Sure! I suppose i just see more resemblance in mechagodzilla as an artificial kaiju than in the jaeger, but "great and strange metallic beasts" certainly accounts for anthropomorphized metallic constructions as well. Perhaps it's dependent on what you allow for "monster".

I like the idea of judging the cultural legacy of a thing by the memes drawn from it... Pacific Rim is critically important in film history because the "double events" scene became common English shorthand for an event getting more frequent…. Master and Commander was acclaimed among the decadent intelligentsia who rallied around the opening title card and the weevil scene….. historians speculate that Pope wrote "True Wit is Nature to advantage dress'd / What oft was thought, but ne'er so well express'd" about "We're the Millers"
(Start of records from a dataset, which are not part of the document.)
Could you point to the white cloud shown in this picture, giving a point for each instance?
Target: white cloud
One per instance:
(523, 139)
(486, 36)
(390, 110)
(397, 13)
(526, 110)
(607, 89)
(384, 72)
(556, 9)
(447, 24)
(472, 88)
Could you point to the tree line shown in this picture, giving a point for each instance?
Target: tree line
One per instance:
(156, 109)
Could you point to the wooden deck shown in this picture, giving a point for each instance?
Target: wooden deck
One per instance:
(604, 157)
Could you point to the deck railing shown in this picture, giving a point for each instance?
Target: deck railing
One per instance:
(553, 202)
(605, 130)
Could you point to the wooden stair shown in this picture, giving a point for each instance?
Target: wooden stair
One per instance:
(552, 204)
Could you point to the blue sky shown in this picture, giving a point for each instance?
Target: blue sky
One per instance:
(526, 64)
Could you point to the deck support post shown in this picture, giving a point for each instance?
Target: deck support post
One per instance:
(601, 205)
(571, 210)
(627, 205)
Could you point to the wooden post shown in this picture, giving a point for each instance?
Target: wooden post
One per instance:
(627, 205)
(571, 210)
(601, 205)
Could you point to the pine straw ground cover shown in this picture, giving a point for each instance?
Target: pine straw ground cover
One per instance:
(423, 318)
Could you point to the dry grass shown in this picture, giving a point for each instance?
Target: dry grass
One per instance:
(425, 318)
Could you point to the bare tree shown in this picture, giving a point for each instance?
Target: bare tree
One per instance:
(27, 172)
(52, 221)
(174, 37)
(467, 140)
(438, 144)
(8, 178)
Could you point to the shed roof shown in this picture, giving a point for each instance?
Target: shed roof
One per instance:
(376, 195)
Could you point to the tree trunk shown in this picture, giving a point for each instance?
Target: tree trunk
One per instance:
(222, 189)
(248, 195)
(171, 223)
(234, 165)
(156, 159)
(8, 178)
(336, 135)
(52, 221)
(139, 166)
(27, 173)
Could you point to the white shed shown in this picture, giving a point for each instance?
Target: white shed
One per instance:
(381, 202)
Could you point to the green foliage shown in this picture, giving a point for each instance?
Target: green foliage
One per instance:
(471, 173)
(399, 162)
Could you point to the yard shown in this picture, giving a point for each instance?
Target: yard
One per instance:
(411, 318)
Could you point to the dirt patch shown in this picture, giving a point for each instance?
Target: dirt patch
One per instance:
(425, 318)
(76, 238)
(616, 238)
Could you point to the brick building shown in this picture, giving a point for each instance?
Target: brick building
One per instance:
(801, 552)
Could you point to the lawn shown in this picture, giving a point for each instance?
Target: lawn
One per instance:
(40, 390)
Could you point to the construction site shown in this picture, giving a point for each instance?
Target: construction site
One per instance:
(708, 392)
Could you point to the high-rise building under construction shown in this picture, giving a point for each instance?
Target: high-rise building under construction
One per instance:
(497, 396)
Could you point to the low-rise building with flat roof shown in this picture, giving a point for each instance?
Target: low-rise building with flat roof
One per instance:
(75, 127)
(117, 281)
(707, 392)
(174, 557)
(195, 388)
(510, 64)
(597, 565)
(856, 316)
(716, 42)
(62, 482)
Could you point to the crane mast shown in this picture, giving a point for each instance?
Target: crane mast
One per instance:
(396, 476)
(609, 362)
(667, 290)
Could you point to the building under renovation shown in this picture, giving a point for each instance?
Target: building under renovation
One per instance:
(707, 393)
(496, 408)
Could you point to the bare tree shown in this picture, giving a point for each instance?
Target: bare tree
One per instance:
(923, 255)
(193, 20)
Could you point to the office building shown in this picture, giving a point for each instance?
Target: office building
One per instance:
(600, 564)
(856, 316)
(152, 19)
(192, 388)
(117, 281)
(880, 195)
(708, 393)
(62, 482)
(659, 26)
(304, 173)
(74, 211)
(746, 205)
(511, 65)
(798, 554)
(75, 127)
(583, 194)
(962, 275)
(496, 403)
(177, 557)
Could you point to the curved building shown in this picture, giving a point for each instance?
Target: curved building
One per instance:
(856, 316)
anyway, what did they mean by "to fight monsters we created monsters of our own"? to me the word "monster" has mainly to do with being scary and unknowable, and "creating a monster" implies working with forces you don't understand to create something that gets out of your control. but the movie as i recall (though it's been a while) doesn't make much out of the mechs as scary, unknowable forces. So in retrospect it feels like a line that is there mainly to sound cool when it's being said. (unlike "oceans are now battlefields" which is a cool-sounding line that also gets your expectations set for the kind of thing that's going to happen in the story)

this might be my favorite comment that I have ever received. And yes! Exactly as you say — they could easily have made the mechs much more unknowable, much more frightening, given how the neural handshake works? But instead they're almost merely a marvel of humanity, and the line (said in narration near the film's beginning) feels like it is from a separate story than the one we see.